Filme alemão aborda depressão pós-parto

Eu não sei você, mas eu estava sentindo falta de um pouco mais de variedade no cinema. Em qualquer sala que você frequente, os filmes são praticamente os mesmos. Aqui em Vitória, o único que inovava era o Cine Metrópolis, da UFES, mas agora descobri o Cine Jardins, no bairro Jardim da Penha. E o primeiro filme a que assisti lá foi O Estranho em Mim, um drama sobre a depressão pós-parto. Filmado em 2008 na Alemanha, o filme venceu a Competição de Novos Diretores da Mostra Internacional de Cinema em São Paulo naquele mesmo ano. (Trailer disponível em alemão ou com legendas em inglês; bonito de se ver mesmo para quem só sabe português.)

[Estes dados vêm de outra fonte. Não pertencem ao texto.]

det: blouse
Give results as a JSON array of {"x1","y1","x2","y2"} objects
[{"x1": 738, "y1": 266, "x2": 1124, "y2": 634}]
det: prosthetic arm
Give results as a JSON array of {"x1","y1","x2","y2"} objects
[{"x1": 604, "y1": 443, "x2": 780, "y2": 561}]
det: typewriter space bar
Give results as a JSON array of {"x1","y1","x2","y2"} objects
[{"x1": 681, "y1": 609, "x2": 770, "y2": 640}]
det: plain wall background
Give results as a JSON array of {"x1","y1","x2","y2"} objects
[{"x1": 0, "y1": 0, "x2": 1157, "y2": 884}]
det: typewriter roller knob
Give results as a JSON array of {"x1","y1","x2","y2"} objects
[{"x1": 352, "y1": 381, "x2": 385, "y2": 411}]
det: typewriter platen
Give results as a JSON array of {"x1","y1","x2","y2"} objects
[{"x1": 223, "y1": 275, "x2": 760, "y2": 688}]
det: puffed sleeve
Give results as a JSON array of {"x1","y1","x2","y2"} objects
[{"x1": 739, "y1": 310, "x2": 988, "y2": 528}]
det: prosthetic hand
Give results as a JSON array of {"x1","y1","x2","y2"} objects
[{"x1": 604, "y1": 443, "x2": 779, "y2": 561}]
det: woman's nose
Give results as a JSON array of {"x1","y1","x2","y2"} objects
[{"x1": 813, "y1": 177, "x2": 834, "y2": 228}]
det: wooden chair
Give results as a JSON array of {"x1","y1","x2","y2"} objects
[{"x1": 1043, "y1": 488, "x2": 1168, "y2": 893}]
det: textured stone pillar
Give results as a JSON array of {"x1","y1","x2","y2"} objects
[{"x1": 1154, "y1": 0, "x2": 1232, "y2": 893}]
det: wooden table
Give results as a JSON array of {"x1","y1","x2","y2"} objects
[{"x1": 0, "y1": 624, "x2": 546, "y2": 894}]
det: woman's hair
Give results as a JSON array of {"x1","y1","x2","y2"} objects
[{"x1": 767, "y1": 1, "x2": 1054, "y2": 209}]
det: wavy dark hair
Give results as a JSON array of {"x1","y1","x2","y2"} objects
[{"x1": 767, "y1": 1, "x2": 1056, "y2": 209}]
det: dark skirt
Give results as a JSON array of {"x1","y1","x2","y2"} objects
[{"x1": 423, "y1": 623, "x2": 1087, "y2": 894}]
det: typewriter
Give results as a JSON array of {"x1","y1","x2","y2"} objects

Mãe de frente ao espelho, contemplando a si mesma carregando o bebê

O filme tem aquele ritmo cadenciado que se convencionou chamar de cinema de arte. A primeira parte, que vai até o diagnóstico da depressão, não dura muito mais que meia hora. Em vez do filme atingir seu clímax e encerrar poucos minutos depois, começa a segunda parte, sobre o processo de tratamento. Além de se recuperar da depressão, a personagem precisa reconstruir a relação com seu filho e seu marido.

Concordo com Érico Borgo quando ele escreve no Omelete que é paradoxal que um filme tão importante seja exibido em tão poucas salas de cinema. De fato, a depressão pós-parto é um problema relativamente pouco conhecido, e muitas mulheres demoram ou mesmo nem chegam a procurar ajuda. Não acredito que o problema, como um todo, seja um tabu, como dizem as resenhas sobre o filme. Mas deve ser difícil para uma mãe admitir que não está tão ligada ao seu filho quanto espera a sociedade.

Do ponto de vista médico, praticamente não tenho o que criticar no filme, mas estranhei que a depressão pós-parto tenha começado imediatamente após o nascimento. Em todos os casos que conheço, ou de que tive notícia, os sintomas se apresentaram dias ou semanas após o parto. Vladimir Melo e Daniel de Barros, vocês conhecem algum caso de início tão precoce?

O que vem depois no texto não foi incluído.